Matt – Thanks for the information about ISOLATO. I don’t recall it from my reading of the book 100 years ago.
DEDALUS was a gimme for me. I’m allowed to have a certain illusion that some books are just everyone’s reading, given the puzzle convention that everyone watches TV 24/7. For that reason, BEQ puzzles are usually the hardest for me, and this one did make me struggle. You needed crossings, given that the borders could be any state. My hardest was the SW with ISOLATO and SARG. I’d also made the mistake of “zeal” for HEAT, which slowed me up on TONTO trivia and HOT TEA.

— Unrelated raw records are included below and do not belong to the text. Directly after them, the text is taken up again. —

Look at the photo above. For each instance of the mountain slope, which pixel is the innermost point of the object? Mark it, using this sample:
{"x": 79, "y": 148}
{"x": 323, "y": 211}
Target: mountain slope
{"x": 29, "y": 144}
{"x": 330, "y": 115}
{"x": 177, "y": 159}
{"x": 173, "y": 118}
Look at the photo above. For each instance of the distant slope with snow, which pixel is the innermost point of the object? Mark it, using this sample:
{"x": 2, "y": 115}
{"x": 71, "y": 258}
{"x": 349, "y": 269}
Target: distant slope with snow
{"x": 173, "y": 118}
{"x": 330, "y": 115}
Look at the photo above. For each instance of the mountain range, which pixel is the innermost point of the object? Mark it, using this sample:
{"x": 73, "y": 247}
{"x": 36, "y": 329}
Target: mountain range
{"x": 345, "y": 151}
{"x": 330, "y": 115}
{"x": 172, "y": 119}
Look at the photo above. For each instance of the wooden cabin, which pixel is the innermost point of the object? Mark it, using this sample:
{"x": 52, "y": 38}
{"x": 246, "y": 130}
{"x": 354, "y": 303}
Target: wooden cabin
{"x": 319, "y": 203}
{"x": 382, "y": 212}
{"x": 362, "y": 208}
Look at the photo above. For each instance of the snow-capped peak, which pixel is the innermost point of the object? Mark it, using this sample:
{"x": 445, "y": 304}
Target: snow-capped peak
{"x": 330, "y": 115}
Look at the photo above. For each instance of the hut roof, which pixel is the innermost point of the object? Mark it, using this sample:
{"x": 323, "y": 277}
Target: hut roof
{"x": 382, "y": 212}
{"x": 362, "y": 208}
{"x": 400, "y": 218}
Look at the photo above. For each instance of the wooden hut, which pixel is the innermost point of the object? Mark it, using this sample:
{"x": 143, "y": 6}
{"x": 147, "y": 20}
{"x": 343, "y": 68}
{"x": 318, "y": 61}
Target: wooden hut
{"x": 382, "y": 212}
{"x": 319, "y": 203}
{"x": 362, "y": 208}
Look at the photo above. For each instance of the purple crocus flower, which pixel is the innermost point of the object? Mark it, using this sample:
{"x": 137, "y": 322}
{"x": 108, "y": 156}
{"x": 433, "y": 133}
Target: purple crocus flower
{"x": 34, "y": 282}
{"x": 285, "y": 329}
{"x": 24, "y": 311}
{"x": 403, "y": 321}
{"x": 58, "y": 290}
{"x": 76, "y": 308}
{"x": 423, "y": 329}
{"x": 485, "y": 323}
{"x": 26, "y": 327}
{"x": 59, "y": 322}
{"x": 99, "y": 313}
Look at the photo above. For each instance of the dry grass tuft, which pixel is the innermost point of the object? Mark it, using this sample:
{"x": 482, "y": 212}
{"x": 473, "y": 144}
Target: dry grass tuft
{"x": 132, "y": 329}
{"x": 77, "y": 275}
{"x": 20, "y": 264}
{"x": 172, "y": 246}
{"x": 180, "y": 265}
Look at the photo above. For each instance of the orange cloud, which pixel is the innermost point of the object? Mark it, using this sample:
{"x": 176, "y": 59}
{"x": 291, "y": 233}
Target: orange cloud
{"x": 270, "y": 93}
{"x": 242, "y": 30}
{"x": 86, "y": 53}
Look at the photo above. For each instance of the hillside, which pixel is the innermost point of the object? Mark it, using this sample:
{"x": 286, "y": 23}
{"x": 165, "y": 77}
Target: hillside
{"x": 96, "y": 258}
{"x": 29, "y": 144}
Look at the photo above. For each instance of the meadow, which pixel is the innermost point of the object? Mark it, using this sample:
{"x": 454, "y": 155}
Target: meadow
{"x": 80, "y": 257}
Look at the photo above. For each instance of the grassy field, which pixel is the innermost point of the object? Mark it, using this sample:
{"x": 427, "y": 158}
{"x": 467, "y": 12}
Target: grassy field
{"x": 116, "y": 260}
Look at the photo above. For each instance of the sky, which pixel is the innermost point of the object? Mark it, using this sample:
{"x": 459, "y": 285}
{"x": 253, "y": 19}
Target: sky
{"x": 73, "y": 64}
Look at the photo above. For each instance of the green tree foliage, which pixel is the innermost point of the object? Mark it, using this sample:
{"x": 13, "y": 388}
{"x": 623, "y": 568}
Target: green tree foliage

I think Johnny Angel appeared as a theme answer in an ACPT puzzle a few years back. Otherwise I would have drifted even further out on the Trivia Sea than I already did.
Gareth, I remembered ODILE when I saw a vanity license plate reading ODILE this morning. No lie!
interesting exercise. LYNDA MARSHALL is kind of an amazing find, even if i’ve never heard of her. AIRING VIDEOS (VA) is almost an actual phrase. MN has some intriguing possibilities, like MENTION AS or even just NOMINATES. UT is easily found in legit phrases such as HAUTE COUTURE, but that’s not as impressive. KNEW YORICK, {What Hamlet did?}? okay, that’s lame.
really neat CS puzz by PB2. it was a quick solve for me, coming so soon after last week’s similar MGWCC, but the theme density and interlocking was très élégant.
A MAN ON THE MOON? ( = [Kennedy mandate] )
NANOMATERIALS?
ERGONOMICS?
AFRICAN LION?
CHAIN MIGRATION?
There’s not much there, is there?
I loved the Fireball puzzle and agree it took a while to figure out how to use the rebus. I knew “complemetaryangles” was the answer, but couldn’t get it to fit for a while. Knowing it had to be “RyanGosling” helped too. Of course, for an English teacher film buff the Butch Holden crossing got me started smiling. I just found the puzzle fun, funny, clever, challenging, and everything I subscribe to Fireball for. Look forward to its arrival in my inbox each week. Thanks Peter
How about DAVE NAVARRO for the state I currently live in?
I liked the fireball, but the yin-yang rebus is a repeat theme from a NYT puzzle from about 7 years ago.
Hmm. Fireball was right in my wheelhouse, I guess, as BUTCH, CANDICE, GOODMAN and ROY INNIS (having gotten the theme at COMPLIMENTARY ANGLES) were all gimmes. Fun fun fun.